Now, no one told me I was doing anything wrong and bless the hearts of those friends who struggled hooking those compasses. I hooked Navigator’s Delight so I know it wasn't easy. It was filled with borders and straight lines and diamond shapes. What a mess! Not one line was straight on the grain, but you know what? I was ignorant and ignorance is bliss, if you don’t know you’re looking at hard times, then life’s not so bad. When you don’t know a task is difficult, if no one has planted the “it can’t be done” seed in your head, you just do the work to the best of your ability, and that’s what I did. Every hooked line is perfectly straight; I just kept making corrections and then hooking up against rows I needed to push one way or the other.
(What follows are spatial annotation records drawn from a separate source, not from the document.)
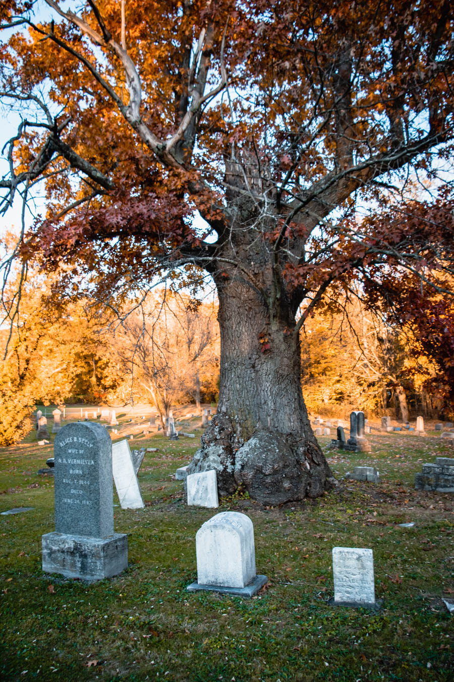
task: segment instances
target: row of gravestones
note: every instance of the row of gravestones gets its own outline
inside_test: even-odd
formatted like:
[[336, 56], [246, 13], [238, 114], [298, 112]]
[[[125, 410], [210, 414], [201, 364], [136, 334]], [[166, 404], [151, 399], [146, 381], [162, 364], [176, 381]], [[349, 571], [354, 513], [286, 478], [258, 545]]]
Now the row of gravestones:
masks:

Today I would cuss a blue streak if I was working on a pattern that was stamped and crooked on the grain.
So it was Mary who enlightened me, Mary my friend and mentor. She showed me the corrections she’d made before she starting hooking the design, Red Sky At Night, and let me tell you, all those nasty red marker lines freaked me out cause I’m anal and don’t like messy patterns. I marveled that she could even make out the design through the mess to hook it. Thank goodness Mary stuck with me until I had the light bulb moment or I could have been out of business in less than a year! Imagine that, those simple beginnings almost thirteen years ago, greener than a tree frog with so much to learn. What a journey I’ve been on and the ride ain’t over!